If you know the salt, then you could compare it to a rainbow table. Without knowing the salt, you're likely screwed. This is written based on the assumption that you locked yourself out of your own site that you are the admin to.
Always possible... but not for us regular guys (well really depends... password length, luck etc.) "There are always ways around a closed door.... often you will just end up infront on another one."
This isn't hacking. It's my own table and I do know the salt obviously. This is purely for educational purposes because Amember says the admin accounts are not retrievable but coming from a cracking background I know everything is reversible.
hammers aren't reversible but useless information aside good luck and dont get yourself shipped to gitmo
If you know of the salt and the encryption algo, you can write a program to brute force it or you could even create the appropriate rainbow tables in case you want to do this for many hashes.
Rainbow tables are not the way to go with anything using unique salts.
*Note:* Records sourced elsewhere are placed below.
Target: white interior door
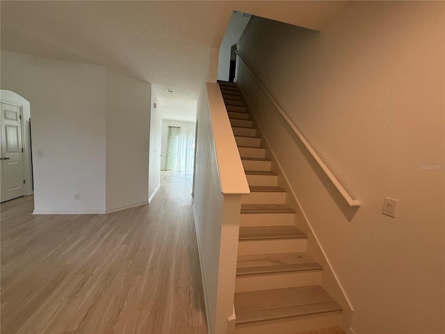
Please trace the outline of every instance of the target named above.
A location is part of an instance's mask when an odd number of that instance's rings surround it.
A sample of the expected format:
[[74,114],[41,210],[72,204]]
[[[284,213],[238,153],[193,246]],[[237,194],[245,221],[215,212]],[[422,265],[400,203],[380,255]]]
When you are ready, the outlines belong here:
[[21,118],[19,107],[1,103],[1,202],[24,195]]

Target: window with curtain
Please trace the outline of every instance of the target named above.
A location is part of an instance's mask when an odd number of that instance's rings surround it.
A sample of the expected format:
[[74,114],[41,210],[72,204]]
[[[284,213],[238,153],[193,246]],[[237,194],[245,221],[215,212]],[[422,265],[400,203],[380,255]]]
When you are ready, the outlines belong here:
[[169,126],[165,169],[176,172],[193,172],[194,157],[194,129]]

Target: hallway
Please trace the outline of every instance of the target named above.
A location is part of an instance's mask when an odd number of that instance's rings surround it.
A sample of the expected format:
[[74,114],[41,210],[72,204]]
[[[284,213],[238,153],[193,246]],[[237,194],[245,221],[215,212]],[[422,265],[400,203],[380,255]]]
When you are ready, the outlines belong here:
[[1,333],[207,333],[190,180],[163,172],[149,205],[31,215],[1,205]]

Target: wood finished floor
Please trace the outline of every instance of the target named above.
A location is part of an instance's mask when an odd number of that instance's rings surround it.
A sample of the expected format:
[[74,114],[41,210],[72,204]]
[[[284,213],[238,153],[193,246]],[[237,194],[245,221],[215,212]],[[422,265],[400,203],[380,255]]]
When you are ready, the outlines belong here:
[[163,173],[149,205],[33,216],[3,203],[1,334],[207,333],[191,182]]

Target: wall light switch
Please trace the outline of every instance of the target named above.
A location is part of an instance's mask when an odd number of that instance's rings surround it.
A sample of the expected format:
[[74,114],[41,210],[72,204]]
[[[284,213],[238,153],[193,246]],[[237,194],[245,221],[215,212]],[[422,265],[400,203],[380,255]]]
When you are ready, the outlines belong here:
[[396,209],[397,209],[398,202],[398,200],[385,197],[383,202],[383,214],[396,218]]

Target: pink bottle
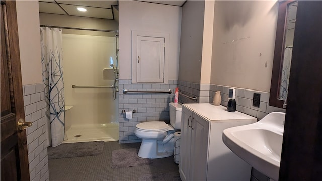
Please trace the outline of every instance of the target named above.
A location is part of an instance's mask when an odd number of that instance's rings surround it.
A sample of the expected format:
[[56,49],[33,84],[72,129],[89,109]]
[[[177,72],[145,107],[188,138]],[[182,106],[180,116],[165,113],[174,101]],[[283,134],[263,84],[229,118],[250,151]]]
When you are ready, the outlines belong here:
[[178,97],[179,96],[179,88],[178,87],[176,88],[176,90],[175,90],[175,99],[173,101],[173,102],[175,103],[178,103]]

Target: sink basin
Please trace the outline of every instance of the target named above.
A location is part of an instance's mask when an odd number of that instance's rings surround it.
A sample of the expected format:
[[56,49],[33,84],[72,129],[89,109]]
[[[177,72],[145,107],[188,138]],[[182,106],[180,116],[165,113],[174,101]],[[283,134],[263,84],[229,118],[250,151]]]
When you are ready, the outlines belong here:
[[271,113],[255,123],[225,129],[222,140],[253,167],[278,180],[285,118],[285,113]]

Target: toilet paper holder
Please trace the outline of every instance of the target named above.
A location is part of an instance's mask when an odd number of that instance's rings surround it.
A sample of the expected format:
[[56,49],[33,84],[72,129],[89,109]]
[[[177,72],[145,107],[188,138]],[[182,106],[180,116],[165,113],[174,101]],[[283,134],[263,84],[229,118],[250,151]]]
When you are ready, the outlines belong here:
[[[133,110],[132,112],[133,113],[136,113],[136,110]],[[125,111],[125,110],[122,110],[122,113],[126,113],[126,111]]]

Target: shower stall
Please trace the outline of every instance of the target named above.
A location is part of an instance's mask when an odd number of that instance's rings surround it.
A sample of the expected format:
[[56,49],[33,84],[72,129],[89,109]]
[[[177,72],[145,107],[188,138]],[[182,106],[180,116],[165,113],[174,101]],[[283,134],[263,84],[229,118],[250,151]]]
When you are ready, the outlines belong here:
[[63,31],[62,42],[63,143],[118,140],[118,36]]

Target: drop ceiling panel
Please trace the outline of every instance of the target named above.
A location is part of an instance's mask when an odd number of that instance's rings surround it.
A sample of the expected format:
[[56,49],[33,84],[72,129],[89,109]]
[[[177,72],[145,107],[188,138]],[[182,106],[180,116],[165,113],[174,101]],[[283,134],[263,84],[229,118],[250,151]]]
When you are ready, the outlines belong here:
[[174,6],[181,6],[185,3],[186,0],[139,0],[140,1],[146,2],[150,2],[150,3],[159,3],[163,4],[165,5],[174,5]]
[[117,5],[117,1],[57,1],[57,2],[61,4],[107,8],[111,8],[111,5]]
[[56,2],[55,2],[55,1],[50,1],[50,0],[42,0],[42,1],[39,1],[40,2],[50,2],[50,3],[56,3]]
[[39,2],[39,12],[67,15],[56,3]]
[[80,12],[77,10],[77,7],[82,7],[81,6],[65,4],[60,5],[69,15],[113,19],[113,14],[111,9],[84,7],[87,11]]

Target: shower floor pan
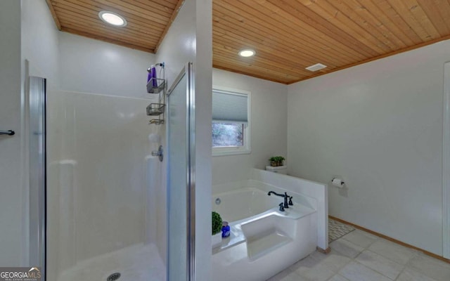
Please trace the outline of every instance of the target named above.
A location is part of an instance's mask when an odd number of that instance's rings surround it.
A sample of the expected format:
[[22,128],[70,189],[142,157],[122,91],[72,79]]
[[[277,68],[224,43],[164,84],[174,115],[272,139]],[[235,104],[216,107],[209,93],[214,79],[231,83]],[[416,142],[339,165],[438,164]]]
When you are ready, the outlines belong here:
[[166,267],[154,244],[137,244],[77,263],[58,277],[58,281],[106,281],[114,273],[116,281],[166,281]]

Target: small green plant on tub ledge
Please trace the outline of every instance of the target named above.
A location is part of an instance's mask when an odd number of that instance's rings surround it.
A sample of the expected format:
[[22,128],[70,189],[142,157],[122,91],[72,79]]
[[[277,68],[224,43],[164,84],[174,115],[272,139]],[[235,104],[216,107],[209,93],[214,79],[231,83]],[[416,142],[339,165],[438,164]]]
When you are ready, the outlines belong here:
[[222,218],[219,213],[212,211],[212,247],[219,246],[222,240]]
[[269,159],[271,166],[283,166],[284,160],[285,159],[283,156],[273,156]]

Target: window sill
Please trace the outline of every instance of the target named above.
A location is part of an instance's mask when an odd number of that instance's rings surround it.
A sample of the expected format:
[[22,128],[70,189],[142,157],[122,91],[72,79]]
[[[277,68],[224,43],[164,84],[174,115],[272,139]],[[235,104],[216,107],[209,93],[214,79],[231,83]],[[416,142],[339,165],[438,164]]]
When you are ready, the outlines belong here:
[[217,149],[212,148],[212,156],[230,156],[230,155],[239,155],[243,154],[250,154],[252,150],[246,148],[241,149],[231,149],[231,150],[224,150],[224,149]]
If the entire system had a static salt then you could try and justify it. For just one object though, you're wasting more time doing R/W to the disk than just doing it on the cpu/gpu/memory. As for if its possible, yes. There is however a difference. If its using MD5, SHA1, SHA* or other one-way algorithms then you can only attempt collisions. Actually decrypting it isn't possible. To brute force, you just need to make a program that uses the same algorithm as in the program, and provide the salt+hash. To get faster speeds you will need to optimize the algorithm itself to possibly bypass or cache certain parts. Something as simple as md5($pass.$salt) or sha1($pass.salt) can easily be bruteforced at over 1b/sec. Md5 is around 50 billion for GPGPU, SHA1 is around 10 billion. In short: You can bruteforce it, yes.
I assumed it was a static salt. You are totally correct that it would not make any sense to use RT for a dynamic salt.